Have you ever tried to boycott a corporation or CEO you disagree with? It’s not easy. Even if you avoid a specific brand that you know is tied to a company you hate, the problem is that company may own a number of other, seemingly unrelated brands that you just can’t avoid.
So, say, if you don’t want to give money to the Koch brothers, you’re in for a tough time. How can you possibly keep straight in your head which paper towels, disposable cups, or yoga pants to avoid when you go shopping? (The answers, by the way: Brawny, Dixie, and anything containing Lycra.)
While services like Who Owns Who? have sprung up over the years to try to fill this information gap, the truth is it can be hard to keep track. You don’t want to have to print out a giant list and cross-reference it with every item you see in the grocery store. Check out this list: Coca-Cola Company alone is tied to more than 250 brands!
That’s where Buycott comes in. This new app turns your smartphone into a portable device for identifying brands that conflict with your principles, so you truly can vote with your wallet. Just scan the barcode, let the app look up the product, and you can find out exactly who owns the company and what they stand for.
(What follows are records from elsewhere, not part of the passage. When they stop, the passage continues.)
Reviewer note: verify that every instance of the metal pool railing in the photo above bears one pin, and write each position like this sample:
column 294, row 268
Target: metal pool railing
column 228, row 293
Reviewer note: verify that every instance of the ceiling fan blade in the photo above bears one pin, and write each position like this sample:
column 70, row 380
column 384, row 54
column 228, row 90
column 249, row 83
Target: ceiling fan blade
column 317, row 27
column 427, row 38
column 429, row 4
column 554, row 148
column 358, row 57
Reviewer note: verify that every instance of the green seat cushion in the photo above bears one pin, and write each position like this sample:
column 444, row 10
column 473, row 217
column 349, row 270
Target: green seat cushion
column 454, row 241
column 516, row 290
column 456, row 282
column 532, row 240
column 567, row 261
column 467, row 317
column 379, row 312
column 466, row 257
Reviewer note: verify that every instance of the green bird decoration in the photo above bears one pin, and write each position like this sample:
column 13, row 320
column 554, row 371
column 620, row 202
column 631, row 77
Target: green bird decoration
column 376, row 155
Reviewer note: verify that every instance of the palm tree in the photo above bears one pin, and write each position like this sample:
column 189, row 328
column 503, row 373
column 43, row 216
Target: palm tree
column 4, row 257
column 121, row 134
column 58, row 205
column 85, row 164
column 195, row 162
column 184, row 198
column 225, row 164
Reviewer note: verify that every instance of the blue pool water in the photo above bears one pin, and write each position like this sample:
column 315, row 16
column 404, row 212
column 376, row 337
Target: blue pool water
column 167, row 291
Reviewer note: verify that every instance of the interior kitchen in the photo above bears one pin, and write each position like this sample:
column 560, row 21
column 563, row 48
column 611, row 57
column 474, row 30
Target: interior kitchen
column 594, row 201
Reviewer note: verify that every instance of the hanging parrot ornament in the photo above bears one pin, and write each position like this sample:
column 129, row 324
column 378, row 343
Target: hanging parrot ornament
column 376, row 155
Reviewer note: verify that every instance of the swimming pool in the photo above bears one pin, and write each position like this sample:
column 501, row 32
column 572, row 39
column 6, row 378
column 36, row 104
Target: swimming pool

The great thing about Buycott is that it lets users define the causes they’re most passionate about. So instead of automatically sorting companies into “good” and “bad” lists, you can define the causes that matter to you and get a completely customized experience. So you can avoid companies that oppose the labeling of GMOs, or spend a little extra on companies that have come out in support of marriage equality.
If a campaign doesn’t exist for your cause, you can easily create one — and then other users can join your boycott. You can even look up a company’s contact information to let them know exactly what you think of their business practices.
The app is totally free, and currently available for Apple devices. Android users, don’t despair — your version is currently undergoing some emergency maintenance but should be available again soon.